For our last day at Magic Kingdom, we made a conscious effort to visit Splash Mountain,
possibly for the final time. It's my wife's favorite ride in all of
Disney, but political pressure is forcing it to be "re-themed" since a
change.org petition claims that it is "steeped in extremely problematic
and stereotypical racist tropes." But before you take that organization too seriously, please consider that they're also responsible for the recent request to keep Jeff Bezos in space and not allow him to return to Earth. Finally, the liberal media didn't disclose this, but while 21,000 voted to change Splash Mountain, 90,000 actually cast their ballots to keep it the same.
In
2017, a scene in Pirates of the Caribbean was overhauled after being
accused of misogyny, and now Jungle Cruise is also on the chopping block for
it's "Racist Depictions Of Indigenous People." Apparently, some uneducated snowflakes felt that a historically-accurate portrayal of Papua New Guinea cannibals was unjustified, even though the Korowai tribe killed and ate victims as late as 2012 and still claim to practice it today. Yet, portraying cannibals authentically in 2021 is somehow deemed offensive.
It's ridiculous that some groups get so triggered by silly amusement park rides, but shame on
Disney, the most powerful entertainment company in the world, for yielding to their outrageous demands. What's next, pulling down the
statues of Walt Disney at all the parks?
Unfortunately, Disney World is no longer the magical, innocent place it used to be. Calls for social reform and the pandemic have sucked a lot of the enchantment out of the experience. Furthermore, the original dress code drafted by Walt Disney in 1955 is being discarded in favor of a new "gender inclusive" one that allows facial hair, piercings and tattoos for all employees. At this rate, the new Beauty and the Beast might well just be a bearded lady!
Lastly, if there's a secret Disney "No-Fly" list I've likely landed on it. Two months after we returned home, I received a suspicious email claiming I still owed Disney $95.47 with instructions to mail it to an address in Dallas, Texas. Naturally, this had all the markings of a phishing attempt so I promptly deleted it. But a month later I received a more sinister email, this one threatening actual legal action if I didn't immediately remit the purported outstanding balance.

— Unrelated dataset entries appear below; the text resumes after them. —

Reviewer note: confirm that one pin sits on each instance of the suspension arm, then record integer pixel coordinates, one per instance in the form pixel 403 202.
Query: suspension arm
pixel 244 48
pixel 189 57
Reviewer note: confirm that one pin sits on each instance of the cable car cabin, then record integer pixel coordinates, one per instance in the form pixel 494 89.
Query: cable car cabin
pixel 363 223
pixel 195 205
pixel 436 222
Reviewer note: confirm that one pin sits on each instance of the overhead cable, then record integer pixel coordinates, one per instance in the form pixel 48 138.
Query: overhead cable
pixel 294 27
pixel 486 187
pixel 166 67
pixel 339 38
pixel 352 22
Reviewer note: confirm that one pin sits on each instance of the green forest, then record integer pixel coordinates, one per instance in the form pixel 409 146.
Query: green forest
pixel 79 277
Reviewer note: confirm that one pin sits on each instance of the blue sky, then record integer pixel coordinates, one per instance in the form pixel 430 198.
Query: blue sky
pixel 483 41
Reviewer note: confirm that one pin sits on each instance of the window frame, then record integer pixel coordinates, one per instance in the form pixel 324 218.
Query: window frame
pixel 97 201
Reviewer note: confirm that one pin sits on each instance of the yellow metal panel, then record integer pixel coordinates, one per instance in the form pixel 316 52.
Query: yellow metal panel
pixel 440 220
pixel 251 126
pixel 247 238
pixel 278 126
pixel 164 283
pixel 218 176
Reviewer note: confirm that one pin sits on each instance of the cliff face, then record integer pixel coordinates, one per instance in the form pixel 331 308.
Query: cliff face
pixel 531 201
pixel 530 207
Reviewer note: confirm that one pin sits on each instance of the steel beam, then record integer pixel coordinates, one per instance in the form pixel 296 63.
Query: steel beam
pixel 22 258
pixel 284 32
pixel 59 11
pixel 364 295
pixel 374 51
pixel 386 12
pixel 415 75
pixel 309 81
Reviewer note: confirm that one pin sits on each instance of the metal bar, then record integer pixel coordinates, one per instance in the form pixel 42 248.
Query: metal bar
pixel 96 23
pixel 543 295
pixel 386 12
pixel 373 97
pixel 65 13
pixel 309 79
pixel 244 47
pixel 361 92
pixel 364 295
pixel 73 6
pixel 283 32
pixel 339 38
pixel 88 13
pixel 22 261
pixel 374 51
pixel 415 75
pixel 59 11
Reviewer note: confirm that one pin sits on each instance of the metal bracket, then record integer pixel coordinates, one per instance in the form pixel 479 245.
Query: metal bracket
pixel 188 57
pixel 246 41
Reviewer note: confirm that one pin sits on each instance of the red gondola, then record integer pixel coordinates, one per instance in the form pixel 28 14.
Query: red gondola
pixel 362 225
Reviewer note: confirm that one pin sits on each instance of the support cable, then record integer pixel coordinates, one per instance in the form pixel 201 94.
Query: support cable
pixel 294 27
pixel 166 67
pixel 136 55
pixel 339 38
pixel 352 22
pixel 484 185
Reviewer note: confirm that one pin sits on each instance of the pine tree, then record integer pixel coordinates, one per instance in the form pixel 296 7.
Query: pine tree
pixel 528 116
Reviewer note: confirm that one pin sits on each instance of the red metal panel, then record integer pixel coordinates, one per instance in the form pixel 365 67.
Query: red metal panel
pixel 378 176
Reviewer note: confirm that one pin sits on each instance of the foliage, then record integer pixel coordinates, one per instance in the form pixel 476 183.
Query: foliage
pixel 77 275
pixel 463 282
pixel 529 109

Slightly incensed by another unsolicited email, I again dismissed it. Another month later, I finally answered the third email but I requested proof that it was legitimate. Apparently, Disney had neglected to add our parking fees when they charged us at the resort. But rather than absorbing the small amount due to an error on their part, they continued to harass me for a service that previously was free when staying on the property.
Suffice it to say, I was quite angry given the thousands of dollars we spend there every visit and when I called Disney to pay the unwarranted balance over the phone, I made sure to express my displeasure. I told the stammering little fellow at Disney to relay to his Marxist bosses that the $95 I had to pay was dishonest, erroneous and reprehensible, and that in over ten
years of visits we've never once been told we owed any money, much less
been threatened with legal action. I stated that it also made it all the more insulting
that the fee was for
the absurd parking charges. I explained that I'm disgusted by the annual price increases as
well as the continuing loss of benefits such as free parking.
Naturally, he didn't have a valid rebuttal as everything I said was true, but it signals an unfortunate shift in Disney's burgeoning appetite of corporate greed. As a minority shareholder it makes me money, but on the other hand I feel like Walt is turning over in his grave. I'd love to one day take my grand kids to Disney, but not if it continues down the path it's going.